Synaptic transmission is the major mechanism by which neurons in our brain communicate with each other. When a nerve impulse arrives at the nerve terminal, it causes the release of a signaling chemical – the neurotransmitter – by prompting the fusion of small vesicles with the plasma membrane (exocytosis). These synaptic vesicles contain the neurotransmitter, which is expelled into the narrow space between the sending and receiving neurons. This process may happen more than 100 times per second in a given nerve terminal, which requires an efficient and extremely fast mechanism of action.
The work of Reinhard Jahn and his collaborators has substantially improved our knowledge about the molecular details of this process. First, he made a major contribution to the identification of the synaptic vesicle protein synaptotagmin, the Ca++-sensor for triggering exocytosis. Since the 1950s it had been known that an influx of Ca++-ions into the nerve terminal triggers the process of neurotransmitter release. However, the molecule responsible was unknown until Jahn, together with Südhof, demonstrated the Ca-binding properties of synaptotagmin, making this protein the major candidate for the Ca++-sensor at the synapse. In the 1980s evidence had been provided that a complex of synaptic proteins (the so-called SNARE complex consisting of Synaptobrevin, Syntaxin, and SNAP-25) is involved in many forms of membrane fusion.
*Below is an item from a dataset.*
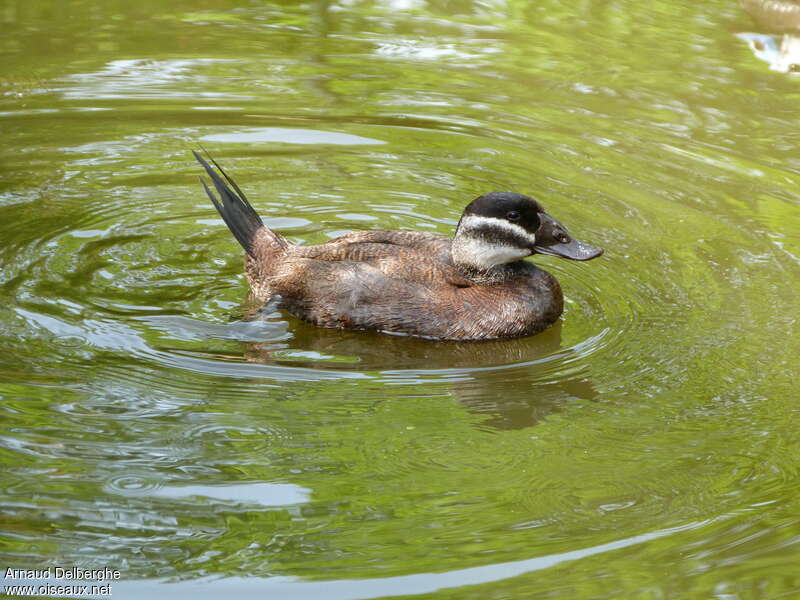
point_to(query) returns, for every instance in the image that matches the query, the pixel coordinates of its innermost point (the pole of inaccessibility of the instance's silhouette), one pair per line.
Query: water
(644, 447)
The work of Reinhard Jahn and collaborators contributed the most decisive insights into the mechanisms of action of the complex. He identified the SNARE proteins as targets of clostridial neurotoxins (as did Cesare Montecucco, Padua) and as valuable tools for the study of neurotransmitter release. He then determined the topology of the SNARE complex, first by immunolabeling, and later, together with Brunger, by resolving its crystal structure. More recently, Reinhard Jahn’s proteomic study of the molecular constituents of synaptic vesicles has been very important, culminating in a three-dimensional molecular model of a synaptic vesicle. At least two of Reinhard Jahn’s discoveries – the topology and structure of the SNARE complex and the vesicular proteome – have transformed our understanding of presynaptic function, and are included in most neurobiology textbooks.